Fin du 20e siècle et après
Le terme a connu un regain de popularité après son utilisation dans le film Retour vers le futur de 1985 dans lequel le personnage de James Tolkan , M. Strickland, fait référence de manière chronique à Marty McFly , à son père George McFly, à Biff Tannen et à un groupe de délinquants adolescents comme des « fainéants ». de Superchunk de 1989 « Slack Motherfucker » et au film de 1990 Slacker . La série télévisée Rox a été remarquée pour sa « représentation du style de vie fainéant... du début des années 90 ».
Le terme « fainéant » est devenu largement utilisé dans les années 1990 pour désigner un type de jeunes apathiques, cyniques et indifférents aux causes politiques ou sociales, et comme stéréotype pour les membres de la génération X. Richard Linklater , réalisateur du film de 1990 susmentionné, a commenté la signification du terme dans une interview de 1995, déclarant : « Je pense que la définition la plus simple [d'un fainéant] serait quelqu'un qui est juste paresseux, qui traîne, qui ne fait rien. J'aimerais changer cela en quelqu'un qui ne fait pas ce qu'on attend de lui. Quelqu'un qui essaie de vivre une vie intéressante, qui fait ce qu'il veut faire, et si cela prend du temps à trouver, qu'il en soit ainsi. »

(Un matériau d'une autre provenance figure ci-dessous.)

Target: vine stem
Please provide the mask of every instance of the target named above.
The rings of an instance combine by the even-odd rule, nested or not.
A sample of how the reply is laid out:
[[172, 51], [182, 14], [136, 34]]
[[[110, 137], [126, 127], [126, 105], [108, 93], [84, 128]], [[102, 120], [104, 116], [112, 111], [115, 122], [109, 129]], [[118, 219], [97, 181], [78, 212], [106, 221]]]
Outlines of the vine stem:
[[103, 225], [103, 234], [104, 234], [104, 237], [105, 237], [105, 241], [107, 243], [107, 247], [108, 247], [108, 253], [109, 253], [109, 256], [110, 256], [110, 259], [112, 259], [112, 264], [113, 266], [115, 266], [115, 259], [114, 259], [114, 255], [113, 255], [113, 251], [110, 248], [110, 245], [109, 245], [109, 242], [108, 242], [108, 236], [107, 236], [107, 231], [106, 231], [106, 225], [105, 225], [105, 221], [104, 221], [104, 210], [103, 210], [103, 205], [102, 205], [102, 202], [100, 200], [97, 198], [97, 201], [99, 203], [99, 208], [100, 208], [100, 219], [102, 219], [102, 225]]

Le terme a des connotations d'« apathie et d'absence de but ». Il est également utilisé pour désigner une personne instruite qui évite le travail, peut-être dans un contexte anti- matérialiste , et qui peut être considérée comme une personne sous-performante .

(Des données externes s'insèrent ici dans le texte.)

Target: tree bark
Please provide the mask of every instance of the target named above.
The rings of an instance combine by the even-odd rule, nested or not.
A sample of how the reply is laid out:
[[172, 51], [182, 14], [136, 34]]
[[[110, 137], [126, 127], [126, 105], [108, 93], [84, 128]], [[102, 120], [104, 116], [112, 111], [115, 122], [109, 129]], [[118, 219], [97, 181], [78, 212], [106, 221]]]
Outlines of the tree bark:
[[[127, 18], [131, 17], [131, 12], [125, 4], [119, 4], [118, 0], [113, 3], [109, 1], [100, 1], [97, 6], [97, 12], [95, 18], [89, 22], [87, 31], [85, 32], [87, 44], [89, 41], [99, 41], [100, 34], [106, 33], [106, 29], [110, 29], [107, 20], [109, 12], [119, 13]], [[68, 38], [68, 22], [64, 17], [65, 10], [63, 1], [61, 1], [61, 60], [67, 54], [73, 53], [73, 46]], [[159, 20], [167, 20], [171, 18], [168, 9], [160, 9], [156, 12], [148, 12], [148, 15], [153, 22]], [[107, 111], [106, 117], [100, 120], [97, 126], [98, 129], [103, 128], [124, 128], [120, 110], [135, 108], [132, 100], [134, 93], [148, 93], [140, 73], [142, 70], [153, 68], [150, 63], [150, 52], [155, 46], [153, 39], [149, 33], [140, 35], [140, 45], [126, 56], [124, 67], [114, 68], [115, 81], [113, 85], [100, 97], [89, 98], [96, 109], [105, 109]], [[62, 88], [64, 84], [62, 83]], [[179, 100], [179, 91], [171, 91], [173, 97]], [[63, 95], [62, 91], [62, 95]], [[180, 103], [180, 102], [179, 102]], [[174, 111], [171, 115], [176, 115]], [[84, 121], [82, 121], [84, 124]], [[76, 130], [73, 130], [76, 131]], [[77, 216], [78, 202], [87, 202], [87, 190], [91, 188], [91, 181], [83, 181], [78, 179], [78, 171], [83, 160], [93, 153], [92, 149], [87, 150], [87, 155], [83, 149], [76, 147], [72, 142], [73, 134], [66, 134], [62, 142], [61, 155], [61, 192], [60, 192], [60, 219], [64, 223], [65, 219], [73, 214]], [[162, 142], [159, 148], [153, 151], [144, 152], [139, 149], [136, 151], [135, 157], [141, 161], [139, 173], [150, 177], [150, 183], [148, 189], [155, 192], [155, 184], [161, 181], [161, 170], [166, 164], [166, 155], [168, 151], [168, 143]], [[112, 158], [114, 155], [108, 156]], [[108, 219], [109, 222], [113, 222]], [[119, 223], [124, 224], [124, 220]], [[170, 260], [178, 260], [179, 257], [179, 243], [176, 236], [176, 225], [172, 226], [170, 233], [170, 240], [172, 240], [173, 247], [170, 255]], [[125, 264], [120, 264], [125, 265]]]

Les « fainéants » ont fait l'objet de nombreux films et émissions de télévision, en particulier des comédies. Parmi les exemples notables, citons les films Slacker , Slackers , Clerks , Hot Tub Time Machine , Bio-Dome , You, Me and Dupree , Bachelor Party , Stripes , Withnail and I , Old School , Ferris Bueller's Day Off , Trainspotting , Animal House et Bill and Ted ainsi que les émissions de télévision Freaks and Geeks , Spaced et The Royle Family .
The Idler , un magazine britannique fondé en 1993, représente une alternative à l'éthique du travail de la société contemporaine et vise à « redonner de la dignité à l'art de paresser ».